The primary focus of national parks is to preserve ecological integrity. These parks are administered by Parks Canada. National Marine Conservation Areas, while also under federal control, do not afford the same level of protection.
The Canadian Wildlife Service, a division of Environment Canada, manages the National Wildlife Areas, Marine Wildlife Areas, and Migratory Bird Sanctuaries for the protection of wildlife. A National Wildlife Area protects any land or marine environment within the Canadian territorial waters, that is, extending up to 12 nautical miles (22 km) away from a coast per the United Nations Convention on the Law of the Sea. A Marine Wildlife Area is used to protect marine environments that are within Canada's Exclusive Economic Zone, extending 200 nautical miles (370 km) from the coastline.

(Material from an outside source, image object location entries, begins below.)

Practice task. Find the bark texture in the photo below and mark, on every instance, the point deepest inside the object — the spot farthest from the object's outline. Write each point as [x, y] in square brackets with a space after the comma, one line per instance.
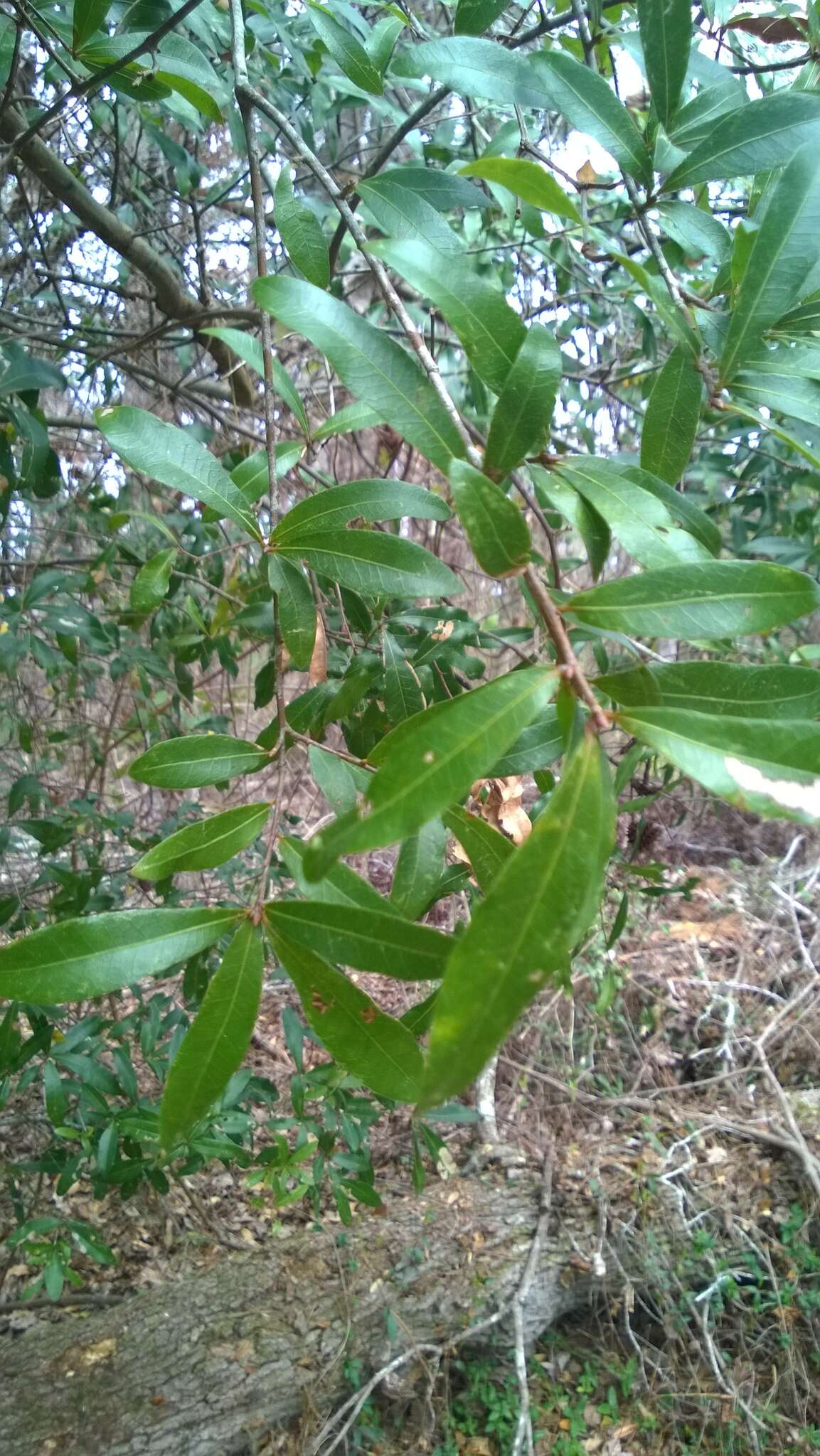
[204, 1366]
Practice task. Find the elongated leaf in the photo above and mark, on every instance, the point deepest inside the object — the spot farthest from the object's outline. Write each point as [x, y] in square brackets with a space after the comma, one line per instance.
[536, 747]
[553, 491]
[678, 504]
[590, 105]
[429, 762]
[340, 887]
[442, 190]
[774, 385]
[764, 766]
[673, 412]
[403, 213]
[718, 687]
[695, 230]
[196, 761]
[525, 407]
[80, 958]
[206, 845]
[782, 257]
[218, 1039]
[418, 869]
[494, 525]
[371, 365]
[526, 179]
[372, 562]
[403, 690]
[347, 419]
[302, 235]
[297, 608]
[639, 519]
[348, 54]
[152, 582]
[250, 350]
[175, 459]
[475, 16]
[87, 18]
[472, 68]
[700, 600]
[252, 476]
[526, 928]
[366, 939]
[752, 139]
[369, 500]
[341, 782]
[375, 1047]
[489, 328]
[666, 36]
[485, 847]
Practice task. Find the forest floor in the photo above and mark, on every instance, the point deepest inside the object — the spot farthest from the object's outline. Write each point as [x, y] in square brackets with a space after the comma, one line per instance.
[681, 1089]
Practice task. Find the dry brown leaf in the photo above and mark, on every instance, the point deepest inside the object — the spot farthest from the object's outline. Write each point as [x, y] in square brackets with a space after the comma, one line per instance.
[318, 672]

Two separate areas, one a National Wildlife Area and the other a Marine Wildlife Area, could be created to protect a contiguous zone covering land and marine features extending to the 200-nautical-mile (370 km) limit.
Provincial and territorial governments also protect areas within their boundaries.
Regional governments and local governments also create parks; however, these tend to have a greater focus on recreation.
Another form of conservation is made by land owners who want to preserve nature for future generations by placing a covenant on their land.